The present study has limitations associated with cross-sectional survey studies. First, recall bias might affect the accuracy of graduates' self-reported preparedness. In addition, with a response rate of 38%, nonresponse bias could result in a nonrandom sample; however, this overall response rate is comparable to those in other surveys, and we observed similar baseline demographics among respondents. Moreover, there might be other factors influencing graduates’ reporting of preparedness that our study did not capture such as residency case numbers. Finally, because our primary objective was to assess the overall preparedness of graduates, we were unable to generalize the nuances of individual preparedness levels and determine readiness by training program.
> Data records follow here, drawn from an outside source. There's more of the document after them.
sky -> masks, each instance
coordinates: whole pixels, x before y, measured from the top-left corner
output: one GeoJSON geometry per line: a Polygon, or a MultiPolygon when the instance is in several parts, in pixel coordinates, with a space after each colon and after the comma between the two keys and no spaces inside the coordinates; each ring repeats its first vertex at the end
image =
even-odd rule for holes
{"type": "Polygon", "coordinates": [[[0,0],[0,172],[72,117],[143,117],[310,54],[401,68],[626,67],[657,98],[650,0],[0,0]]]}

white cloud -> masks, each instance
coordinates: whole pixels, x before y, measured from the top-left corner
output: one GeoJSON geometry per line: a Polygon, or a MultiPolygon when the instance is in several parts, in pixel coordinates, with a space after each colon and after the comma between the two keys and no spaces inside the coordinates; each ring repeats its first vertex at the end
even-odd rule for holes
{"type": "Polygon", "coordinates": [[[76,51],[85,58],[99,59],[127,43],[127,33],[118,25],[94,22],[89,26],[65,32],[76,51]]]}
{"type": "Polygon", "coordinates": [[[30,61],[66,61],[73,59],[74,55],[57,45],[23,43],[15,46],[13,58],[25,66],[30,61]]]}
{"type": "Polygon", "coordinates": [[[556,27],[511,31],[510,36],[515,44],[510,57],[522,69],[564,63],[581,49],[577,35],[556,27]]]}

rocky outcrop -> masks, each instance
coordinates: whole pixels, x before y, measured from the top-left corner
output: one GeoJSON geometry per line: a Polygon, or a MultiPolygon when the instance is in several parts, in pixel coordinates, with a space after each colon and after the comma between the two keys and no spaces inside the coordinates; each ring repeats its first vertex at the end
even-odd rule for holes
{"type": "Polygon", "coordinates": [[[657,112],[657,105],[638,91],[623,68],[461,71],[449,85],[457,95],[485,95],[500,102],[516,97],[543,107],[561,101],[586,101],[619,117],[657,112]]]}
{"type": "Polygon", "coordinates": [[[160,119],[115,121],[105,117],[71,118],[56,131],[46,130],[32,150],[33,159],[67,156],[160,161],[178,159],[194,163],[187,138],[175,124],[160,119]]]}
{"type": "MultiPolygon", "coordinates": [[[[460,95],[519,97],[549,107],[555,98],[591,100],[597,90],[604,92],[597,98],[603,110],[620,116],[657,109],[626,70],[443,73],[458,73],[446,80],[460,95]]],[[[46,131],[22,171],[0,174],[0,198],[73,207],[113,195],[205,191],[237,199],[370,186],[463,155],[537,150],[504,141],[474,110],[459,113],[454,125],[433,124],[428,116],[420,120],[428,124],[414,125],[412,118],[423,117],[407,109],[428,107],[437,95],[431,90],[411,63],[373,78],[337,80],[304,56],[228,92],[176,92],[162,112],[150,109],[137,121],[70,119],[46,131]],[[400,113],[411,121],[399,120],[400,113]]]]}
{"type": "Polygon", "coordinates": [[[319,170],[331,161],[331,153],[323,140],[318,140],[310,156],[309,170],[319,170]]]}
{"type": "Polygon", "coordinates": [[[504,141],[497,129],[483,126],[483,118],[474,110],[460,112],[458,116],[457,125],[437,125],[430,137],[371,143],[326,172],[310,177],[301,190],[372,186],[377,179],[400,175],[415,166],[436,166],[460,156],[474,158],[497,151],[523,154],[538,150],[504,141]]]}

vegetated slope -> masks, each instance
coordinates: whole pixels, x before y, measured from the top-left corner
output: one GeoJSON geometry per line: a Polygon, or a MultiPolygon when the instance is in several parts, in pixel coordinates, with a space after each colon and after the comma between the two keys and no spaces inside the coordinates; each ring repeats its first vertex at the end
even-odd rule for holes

To further enhance our understanding of the effectiveness of CGSO fellowship, future research could be conducted by using a longitudinal approach. This could involve conducting a baseline survey of CGSO fellows before to the start of their fellowship, followed by several surveys at key points throughout the fellowship period, and then at intervals after the fellows have completed the program and entered the workforce. By tracking graduates over time, we would be able to gain information that could inform the development of more effective training programs.

Conclusions

Complex General Surgical Oncology fellowships successfully develop comprehensive and competent surgical oncologists; however, some graduates may remain unprepared in specific clinical areas, resulting in additional elective time undertaken in these areas. The study demonstrates potential gaps between trainee expectations and the realities of surgical oncology practice. Our study suggests that CGSO fellowship programs may need to evolve to accommodate new surgical techniques and balance the provision of broad-based training while accommodating the need for specialized instruction in targeted disease sites for those who desire it. This approach will ensure that graduates emerge well-rounded while also having the opportunity to gain expertise in areas that are most relevant to their future careers.